Being a people pleaser myself, when I heard this statement, I immediately thought of reasons why this wasn’t true.  I mean I would never intentionally do anything to hurt someone!  My career and life’s work has centered on serving and helping others…prioritizing others above myself!  How could I be a liar??

But when I sat down and thought about it, I realized how often I do lie, even without realizing it.  I lie to my friends when I say I want to go to a party, when I actually just want to stay home and watch Netflix.  I lie to my boss when I say I can take on another project, when actually I’m so stressed I contemplate quitting every day.  I lie to family who ask how my life is going and I put on a smile on my face and say “great”, when actually I’m so depressed it’s a miracle I can get up in the morning.  I lie on Instagram, posting motivational quotes about how we need to have a positive body image, when in reality every day I still struggle with body dysmorphia.

People pleasers don’t want to tell the truth, because in reality the truth is often painful, and we don’t want to inflict pain on anyone.  We want people to be happy.  We want to give, and put others before ourselves.  We get satisfaction out of making these “small” sacrifices for the good of others.  When we set aside our wants/needs/desires, we feel like we’re doing our jobs as parents, siblings, spouses, coworkers, and friends because others get their wants/needs/desires met.    

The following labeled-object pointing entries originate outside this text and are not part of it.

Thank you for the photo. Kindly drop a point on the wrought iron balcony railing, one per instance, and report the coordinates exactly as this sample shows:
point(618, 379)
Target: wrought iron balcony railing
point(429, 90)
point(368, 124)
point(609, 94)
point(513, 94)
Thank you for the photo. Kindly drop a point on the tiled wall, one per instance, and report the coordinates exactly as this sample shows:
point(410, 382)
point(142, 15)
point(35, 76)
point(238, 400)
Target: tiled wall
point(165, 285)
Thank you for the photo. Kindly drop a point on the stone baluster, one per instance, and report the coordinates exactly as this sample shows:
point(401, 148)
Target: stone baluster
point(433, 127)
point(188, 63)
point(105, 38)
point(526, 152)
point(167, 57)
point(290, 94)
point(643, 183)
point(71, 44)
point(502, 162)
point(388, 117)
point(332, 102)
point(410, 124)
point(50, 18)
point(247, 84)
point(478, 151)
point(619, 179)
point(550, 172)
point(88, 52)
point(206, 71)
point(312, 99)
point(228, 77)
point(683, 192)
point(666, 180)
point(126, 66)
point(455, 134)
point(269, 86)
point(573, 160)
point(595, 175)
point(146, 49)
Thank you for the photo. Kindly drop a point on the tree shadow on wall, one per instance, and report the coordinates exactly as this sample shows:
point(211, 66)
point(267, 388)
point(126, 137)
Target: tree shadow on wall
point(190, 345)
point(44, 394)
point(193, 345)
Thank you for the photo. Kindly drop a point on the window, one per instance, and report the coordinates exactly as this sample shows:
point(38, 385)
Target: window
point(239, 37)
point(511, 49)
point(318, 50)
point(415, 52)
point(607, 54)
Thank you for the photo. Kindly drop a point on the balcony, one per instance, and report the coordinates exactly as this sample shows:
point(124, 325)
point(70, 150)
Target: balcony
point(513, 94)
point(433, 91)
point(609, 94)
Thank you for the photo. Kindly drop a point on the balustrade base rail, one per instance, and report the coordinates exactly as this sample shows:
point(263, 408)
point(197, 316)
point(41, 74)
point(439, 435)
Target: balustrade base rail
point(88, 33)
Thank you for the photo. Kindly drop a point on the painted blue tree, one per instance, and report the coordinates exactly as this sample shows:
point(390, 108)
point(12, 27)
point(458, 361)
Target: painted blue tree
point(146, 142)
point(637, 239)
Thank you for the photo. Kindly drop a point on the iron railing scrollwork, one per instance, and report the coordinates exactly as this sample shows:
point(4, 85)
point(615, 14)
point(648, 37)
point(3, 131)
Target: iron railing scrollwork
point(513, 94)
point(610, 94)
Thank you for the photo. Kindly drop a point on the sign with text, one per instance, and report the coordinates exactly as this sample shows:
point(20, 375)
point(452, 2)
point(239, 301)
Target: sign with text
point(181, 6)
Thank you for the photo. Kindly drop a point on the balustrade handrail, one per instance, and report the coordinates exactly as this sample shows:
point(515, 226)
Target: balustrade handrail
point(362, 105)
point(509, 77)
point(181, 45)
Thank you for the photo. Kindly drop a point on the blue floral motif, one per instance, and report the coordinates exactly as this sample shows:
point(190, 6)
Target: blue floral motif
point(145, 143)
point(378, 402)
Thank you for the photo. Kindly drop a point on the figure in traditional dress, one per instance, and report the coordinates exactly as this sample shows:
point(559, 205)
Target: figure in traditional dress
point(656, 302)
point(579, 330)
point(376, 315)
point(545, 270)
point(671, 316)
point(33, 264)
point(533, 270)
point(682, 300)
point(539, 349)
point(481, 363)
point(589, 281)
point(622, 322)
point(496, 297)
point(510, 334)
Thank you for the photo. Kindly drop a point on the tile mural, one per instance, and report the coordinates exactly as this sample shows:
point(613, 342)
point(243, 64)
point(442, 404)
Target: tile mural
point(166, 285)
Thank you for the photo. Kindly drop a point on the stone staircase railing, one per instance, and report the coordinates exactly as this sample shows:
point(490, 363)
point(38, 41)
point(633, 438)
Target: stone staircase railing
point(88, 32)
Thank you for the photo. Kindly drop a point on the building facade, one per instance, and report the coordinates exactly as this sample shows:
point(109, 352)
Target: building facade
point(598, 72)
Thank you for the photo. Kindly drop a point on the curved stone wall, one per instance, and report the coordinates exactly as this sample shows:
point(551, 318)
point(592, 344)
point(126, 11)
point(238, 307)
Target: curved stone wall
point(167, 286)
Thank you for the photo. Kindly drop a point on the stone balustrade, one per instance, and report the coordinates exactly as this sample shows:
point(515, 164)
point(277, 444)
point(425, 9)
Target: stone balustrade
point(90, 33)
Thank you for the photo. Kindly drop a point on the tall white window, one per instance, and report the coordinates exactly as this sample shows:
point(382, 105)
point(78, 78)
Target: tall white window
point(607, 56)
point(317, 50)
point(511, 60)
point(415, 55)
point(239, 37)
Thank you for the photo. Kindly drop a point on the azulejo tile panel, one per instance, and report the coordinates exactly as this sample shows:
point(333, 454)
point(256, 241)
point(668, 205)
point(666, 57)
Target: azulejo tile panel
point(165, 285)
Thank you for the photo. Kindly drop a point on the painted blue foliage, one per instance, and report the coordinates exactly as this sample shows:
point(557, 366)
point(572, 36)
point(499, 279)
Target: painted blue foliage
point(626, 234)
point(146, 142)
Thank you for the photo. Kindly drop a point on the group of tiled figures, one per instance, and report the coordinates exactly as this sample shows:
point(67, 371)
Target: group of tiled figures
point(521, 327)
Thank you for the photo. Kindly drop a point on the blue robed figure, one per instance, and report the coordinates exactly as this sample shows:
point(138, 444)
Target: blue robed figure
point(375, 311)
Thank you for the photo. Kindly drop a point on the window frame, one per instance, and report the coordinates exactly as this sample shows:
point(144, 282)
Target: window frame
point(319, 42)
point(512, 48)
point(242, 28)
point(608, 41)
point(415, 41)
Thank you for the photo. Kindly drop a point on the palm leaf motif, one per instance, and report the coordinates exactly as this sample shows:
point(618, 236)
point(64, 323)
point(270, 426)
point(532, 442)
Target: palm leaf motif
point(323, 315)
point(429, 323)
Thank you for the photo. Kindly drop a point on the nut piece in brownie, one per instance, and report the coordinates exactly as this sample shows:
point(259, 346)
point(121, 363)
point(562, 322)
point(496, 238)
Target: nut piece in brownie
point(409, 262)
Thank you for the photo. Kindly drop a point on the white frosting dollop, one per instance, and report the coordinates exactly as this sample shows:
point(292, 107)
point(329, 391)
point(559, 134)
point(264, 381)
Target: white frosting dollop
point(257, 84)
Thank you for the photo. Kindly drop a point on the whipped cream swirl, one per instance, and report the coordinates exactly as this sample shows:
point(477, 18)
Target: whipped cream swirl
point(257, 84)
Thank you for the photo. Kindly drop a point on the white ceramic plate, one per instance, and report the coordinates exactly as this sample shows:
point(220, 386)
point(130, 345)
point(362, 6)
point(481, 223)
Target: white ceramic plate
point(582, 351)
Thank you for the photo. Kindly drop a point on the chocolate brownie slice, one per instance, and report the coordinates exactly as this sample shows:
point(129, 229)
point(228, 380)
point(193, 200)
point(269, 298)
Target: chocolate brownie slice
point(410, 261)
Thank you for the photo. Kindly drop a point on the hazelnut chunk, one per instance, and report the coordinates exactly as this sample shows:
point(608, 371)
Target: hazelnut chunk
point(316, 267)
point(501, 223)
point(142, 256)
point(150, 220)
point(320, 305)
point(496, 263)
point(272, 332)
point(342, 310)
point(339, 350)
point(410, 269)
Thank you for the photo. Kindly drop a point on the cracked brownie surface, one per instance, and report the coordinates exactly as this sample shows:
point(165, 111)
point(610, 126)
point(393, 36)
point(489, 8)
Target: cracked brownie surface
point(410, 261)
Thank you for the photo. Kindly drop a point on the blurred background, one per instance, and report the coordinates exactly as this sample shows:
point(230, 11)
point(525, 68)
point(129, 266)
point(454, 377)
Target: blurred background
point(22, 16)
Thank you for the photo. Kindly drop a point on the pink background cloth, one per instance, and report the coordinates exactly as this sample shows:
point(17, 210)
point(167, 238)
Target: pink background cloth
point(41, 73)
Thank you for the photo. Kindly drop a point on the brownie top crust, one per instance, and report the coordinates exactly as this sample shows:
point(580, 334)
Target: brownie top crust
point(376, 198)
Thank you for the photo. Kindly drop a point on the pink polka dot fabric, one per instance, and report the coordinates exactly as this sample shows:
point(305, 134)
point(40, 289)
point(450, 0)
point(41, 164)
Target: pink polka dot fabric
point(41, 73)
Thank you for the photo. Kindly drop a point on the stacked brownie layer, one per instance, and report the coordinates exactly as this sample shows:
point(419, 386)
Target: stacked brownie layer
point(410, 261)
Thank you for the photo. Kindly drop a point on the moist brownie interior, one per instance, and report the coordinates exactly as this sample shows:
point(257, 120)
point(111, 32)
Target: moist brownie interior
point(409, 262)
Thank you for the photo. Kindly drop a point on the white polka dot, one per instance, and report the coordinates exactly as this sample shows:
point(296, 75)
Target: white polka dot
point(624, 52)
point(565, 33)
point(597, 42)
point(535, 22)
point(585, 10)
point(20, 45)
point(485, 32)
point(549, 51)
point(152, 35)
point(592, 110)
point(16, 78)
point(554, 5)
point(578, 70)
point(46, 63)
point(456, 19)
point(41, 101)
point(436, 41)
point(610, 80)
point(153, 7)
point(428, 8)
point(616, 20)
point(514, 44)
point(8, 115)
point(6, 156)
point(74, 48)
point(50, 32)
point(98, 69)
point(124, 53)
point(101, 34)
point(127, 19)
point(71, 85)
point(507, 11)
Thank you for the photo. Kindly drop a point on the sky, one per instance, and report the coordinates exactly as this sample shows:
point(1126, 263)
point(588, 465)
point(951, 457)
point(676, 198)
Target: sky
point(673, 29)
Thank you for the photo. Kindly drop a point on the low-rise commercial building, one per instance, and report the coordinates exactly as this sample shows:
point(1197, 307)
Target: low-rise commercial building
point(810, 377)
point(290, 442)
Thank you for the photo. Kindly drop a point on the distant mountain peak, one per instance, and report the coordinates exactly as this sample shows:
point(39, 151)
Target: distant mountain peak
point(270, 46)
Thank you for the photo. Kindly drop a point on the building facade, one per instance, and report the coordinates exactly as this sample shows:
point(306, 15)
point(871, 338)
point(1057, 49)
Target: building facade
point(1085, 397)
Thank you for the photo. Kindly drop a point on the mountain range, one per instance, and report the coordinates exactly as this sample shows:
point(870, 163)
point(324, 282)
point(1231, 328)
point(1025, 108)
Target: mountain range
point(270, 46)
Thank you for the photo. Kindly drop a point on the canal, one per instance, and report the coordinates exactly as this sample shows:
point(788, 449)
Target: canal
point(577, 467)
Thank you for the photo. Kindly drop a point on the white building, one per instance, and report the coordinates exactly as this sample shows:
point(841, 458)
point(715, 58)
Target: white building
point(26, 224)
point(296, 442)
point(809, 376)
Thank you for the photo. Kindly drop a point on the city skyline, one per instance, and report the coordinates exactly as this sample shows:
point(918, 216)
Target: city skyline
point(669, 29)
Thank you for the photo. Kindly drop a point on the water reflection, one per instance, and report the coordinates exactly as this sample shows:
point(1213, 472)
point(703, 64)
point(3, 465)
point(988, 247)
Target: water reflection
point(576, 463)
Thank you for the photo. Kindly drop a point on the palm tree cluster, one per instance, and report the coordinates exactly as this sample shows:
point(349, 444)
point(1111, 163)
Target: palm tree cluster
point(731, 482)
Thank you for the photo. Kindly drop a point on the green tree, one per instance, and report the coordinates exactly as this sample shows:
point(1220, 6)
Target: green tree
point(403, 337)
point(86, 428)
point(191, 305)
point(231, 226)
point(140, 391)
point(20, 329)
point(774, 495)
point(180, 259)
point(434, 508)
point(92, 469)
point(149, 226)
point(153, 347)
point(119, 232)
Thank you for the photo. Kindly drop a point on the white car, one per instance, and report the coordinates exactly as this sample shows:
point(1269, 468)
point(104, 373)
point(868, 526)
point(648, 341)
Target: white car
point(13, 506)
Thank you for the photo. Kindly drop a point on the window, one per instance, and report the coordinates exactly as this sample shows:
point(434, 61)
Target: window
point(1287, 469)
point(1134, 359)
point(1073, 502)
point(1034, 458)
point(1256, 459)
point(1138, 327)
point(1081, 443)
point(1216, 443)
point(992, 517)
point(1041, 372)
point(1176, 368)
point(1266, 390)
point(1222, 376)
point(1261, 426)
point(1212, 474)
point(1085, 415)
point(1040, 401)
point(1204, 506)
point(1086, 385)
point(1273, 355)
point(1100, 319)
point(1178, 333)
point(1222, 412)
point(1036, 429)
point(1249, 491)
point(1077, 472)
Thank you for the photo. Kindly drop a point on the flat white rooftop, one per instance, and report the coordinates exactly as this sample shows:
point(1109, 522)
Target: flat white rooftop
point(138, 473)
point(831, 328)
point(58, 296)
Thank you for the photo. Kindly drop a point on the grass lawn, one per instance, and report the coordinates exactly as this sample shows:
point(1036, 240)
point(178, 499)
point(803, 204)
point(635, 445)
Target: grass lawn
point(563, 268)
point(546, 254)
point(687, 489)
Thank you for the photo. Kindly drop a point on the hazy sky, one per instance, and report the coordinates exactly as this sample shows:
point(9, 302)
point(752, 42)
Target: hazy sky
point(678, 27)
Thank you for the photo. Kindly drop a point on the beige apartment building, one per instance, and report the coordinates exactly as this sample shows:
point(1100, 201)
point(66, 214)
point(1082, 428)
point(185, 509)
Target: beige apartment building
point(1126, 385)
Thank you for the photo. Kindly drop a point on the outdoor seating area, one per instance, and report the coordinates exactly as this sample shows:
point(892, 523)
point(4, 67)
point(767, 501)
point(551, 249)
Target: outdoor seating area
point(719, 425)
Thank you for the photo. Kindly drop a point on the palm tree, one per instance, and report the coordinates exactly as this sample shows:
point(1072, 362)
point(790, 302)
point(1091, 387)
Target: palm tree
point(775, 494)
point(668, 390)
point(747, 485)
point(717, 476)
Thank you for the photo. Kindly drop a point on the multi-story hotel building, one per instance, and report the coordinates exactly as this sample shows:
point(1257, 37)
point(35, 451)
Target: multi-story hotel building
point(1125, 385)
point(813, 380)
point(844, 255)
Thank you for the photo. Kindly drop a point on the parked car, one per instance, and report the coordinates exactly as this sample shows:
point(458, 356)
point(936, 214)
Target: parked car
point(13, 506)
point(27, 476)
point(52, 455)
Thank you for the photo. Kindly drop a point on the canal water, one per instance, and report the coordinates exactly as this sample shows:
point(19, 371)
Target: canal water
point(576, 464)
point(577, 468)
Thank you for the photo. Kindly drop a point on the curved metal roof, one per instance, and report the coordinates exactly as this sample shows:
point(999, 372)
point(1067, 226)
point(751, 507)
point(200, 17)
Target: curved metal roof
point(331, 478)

And then we wonder why people take us for granted.  We wonder why people don’t take us seriously.  We wonder why we’re under appreciated.  We wonder why we’re so anxious and depressed.   And yet, we still lie.  To others and ourselves.  Telling ourselves that people pleasing is a GOOD thing, when in actuality we’ve been doing more harm than good.

By not allowing ourselves to have a voice, and an opinion we're doing a disservice to those we care about.

So how do we break this awful habit?  How do we start living in autonomy and being truthful to who we are?  Maybe you’ve been living as a people pleaser your whole life, and you don’t even know what you want!  A good first step is therefore to get reacquainted with yourself.  Ask what are YOUR wants/needs/desires?  What lights you up?  What drives you?  What makes you happy and excited about life?  Write these things down, and practice saying them out loud, so that when someone asks you a simple question like “what do you want to eat?” your initial response isn’t “I don’t know, whatever you want”.